Cadman decried the conditions and circumstances Morsi was held in, saying a number of pre-existing medical conditions had already made Morsi slip into a diabetic coma even when “we had been asked by the Egyptian Revolutionary Council two years ago to bring this to the attention to the UN.”

“He was losing sight in one eye, and … his life was in danger,” he said.

Cadman said Egyptian authorities took no steps to remedy this and even refused an independent medical exam by an impartial physician.

If authorities take no action when a person’s health condition worsens when incarcerated, then those “authorities are responsible for death,” he said. “If you withhold necessary treatment from somebody that requires that medical treatment, under international law, that constitutes torture.”

Morsi was “not only killed by the Egyptian state, but what happened to him was torture,” Cadman added.

Cadman also said he found very hard to believe that the death this September of Morsi’s son, Abdullah, was the result of a heart attack, as claimed by the Egyptian state.

Cadman said he spoke with the younger Morsi during the two weeks leading to his death and he never complained about any health issues but said he feared for his own safety because he had accused Egypt’s Interior Ministry for his father’s death.

– Former president slept on concrete floor

Describing Morsi’s conditions while in prison, Maha Azzam, head of the Egyptian Revolutionary Council, said the former president was denied all rights under international law and the UN charter.

Azzam told Anadolu Agency that Morsi was put under “psychological pressure” and “torture” according to international conventions.

“He was held in solitary confinement and denied basic rights such as visits from his family. He was denied most importantly medication for his diabetes. He slept on a concrete floor without any bedding or blankets,” she said

He was subjected to “systematic torture” at the hands of the Egyptian regime’s security forces, Azzam added.

“We urge the UN Secretary-General [Antonio Guterres] and Ms. Callamard to take very seriously the death of an elected president through fair and free elections,” Azzam said.

“They are ignoring this fact and not pursuing it fully in terms of an independent investigation and sending a message to General [Abdel Fattah] Sisi and to the Egyptian regime that they can [have] actual impunity as regards the entire Egyptian people of 100 million and particularly towards to over 60,000 political prisoners today in Egypt’s prisons; political prisoners who … are now suffering in prisons a slow death.

“We know the names of these people; many of them are also women who are dying because of medical negligence and because of the very severe subhuman conditions.”

– First step for investigation

Anas Altikriti, head of the Cordoba Foundation, a U.K.-based group working to bridge understanding between the Muslim World and the West, called the new report “the first step” towards an international investigation into the circumstances of Morsi’s death.

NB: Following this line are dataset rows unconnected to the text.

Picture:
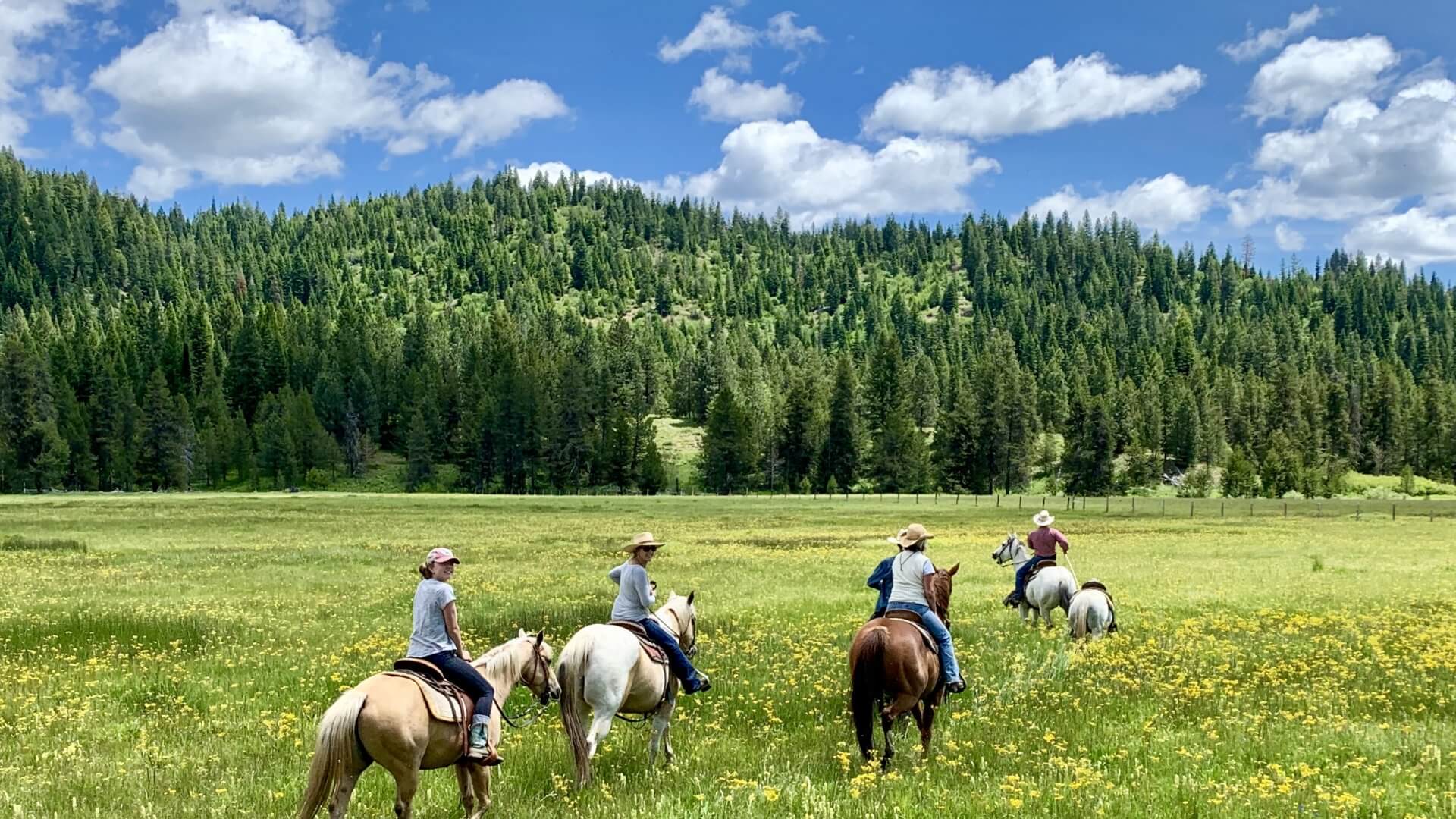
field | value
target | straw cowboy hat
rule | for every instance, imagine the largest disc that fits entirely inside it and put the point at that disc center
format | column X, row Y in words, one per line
column 912, row 535
column 642, row 541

Also speaking to Anadolu Agency, Altikriti said “what’s happened was a calamity on every front imaginable.”

“For years, a democratically elected president languished in prison under the authority of a dictatorship of a coup regime, of a military … non-democratic regime,” he said.

“His human rights were abused on a daily basis and by all accounts he was effectively killed,” he added.

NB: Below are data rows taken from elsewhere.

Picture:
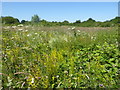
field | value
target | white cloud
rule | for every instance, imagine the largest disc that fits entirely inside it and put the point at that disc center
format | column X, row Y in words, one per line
column 60, row 0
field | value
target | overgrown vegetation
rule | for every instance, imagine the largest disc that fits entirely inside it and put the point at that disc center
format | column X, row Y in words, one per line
column 89, row 23
column 60, row 57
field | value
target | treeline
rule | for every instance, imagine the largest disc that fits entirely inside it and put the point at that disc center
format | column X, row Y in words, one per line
column 35, row 20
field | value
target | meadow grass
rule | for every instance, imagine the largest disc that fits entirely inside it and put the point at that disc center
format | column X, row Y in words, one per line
column 60, row 57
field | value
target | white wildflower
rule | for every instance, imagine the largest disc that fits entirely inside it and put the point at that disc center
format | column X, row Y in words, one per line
column 36, row 33
column 26, row 30
column 57, row 76
column 20, row 29
column 73, row 28
column 20, row 25
column 78, row 30
column 68, row 28
column 28, row 35
column 13, row 27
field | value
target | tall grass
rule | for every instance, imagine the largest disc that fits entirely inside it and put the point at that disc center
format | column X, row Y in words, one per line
column 60, row 57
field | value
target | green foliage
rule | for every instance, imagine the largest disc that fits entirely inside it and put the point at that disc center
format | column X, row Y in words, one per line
column 35, row 19
column 43, row 57
column 9, row 20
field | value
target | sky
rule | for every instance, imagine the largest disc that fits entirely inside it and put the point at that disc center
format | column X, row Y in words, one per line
column 60, row 11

Altikriti underlined he hoped the report would “open the floodgates” of a series of investigations not only into Morsi’s death but also into the circumstances of tens of thousands of others still kept in Egypt’s prisons.

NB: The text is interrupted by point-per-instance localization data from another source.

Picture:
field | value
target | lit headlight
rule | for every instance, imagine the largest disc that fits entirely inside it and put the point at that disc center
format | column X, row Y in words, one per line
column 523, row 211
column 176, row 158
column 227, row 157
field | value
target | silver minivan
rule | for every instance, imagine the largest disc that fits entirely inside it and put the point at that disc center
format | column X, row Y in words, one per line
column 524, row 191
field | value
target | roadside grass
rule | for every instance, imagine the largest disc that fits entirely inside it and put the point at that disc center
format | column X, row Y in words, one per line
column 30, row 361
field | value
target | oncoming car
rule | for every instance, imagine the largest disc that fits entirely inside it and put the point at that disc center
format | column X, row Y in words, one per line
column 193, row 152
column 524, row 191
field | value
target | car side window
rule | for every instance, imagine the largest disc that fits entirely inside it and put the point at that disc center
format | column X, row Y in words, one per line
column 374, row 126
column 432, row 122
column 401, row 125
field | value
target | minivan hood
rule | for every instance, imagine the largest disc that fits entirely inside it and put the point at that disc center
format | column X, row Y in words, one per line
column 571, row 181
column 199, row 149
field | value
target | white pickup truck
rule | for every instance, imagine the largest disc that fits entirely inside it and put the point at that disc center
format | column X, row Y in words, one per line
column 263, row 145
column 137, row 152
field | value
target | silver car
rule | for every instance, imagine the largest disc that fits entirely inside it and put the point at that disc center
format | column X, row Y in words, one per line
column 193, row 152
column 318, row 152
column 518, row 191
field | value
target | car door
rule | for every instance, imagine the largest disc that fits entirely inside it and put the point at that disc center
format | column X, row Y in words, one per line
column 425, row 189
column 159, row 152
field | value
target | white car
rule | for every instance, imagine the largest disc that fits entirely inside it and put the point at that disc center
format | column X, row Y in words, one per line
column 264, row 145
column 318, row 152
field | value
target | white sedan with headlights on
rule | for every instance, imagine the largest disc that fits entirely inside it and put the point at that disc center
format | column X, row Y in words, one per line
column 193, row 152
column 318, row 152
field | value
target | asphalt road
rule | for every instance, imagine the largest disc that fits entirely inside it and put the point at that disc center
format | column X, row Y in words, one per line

“The UN remains a very important instrument in at least mounting the pressure upon fragile, frail, and often pathetic regimes such as the one we have in Cairo. And the most important thing is that the world must attest to the fact that crimes like these never go unaccounted for.”

Morsi, a leading member of Egypt’s Muslim Brotherhood, won Egypt’s first free presidential election in 2012.

After only a year in office, he was ousted and imprisoned in a military coup led by then-Defense Minister and current President Abdel-Fattah al-Sisi.

At the time of his death in June, Morsi faced a host of legal charges, which he, along with numerous human rights groups and independent observers, said were politically motivated.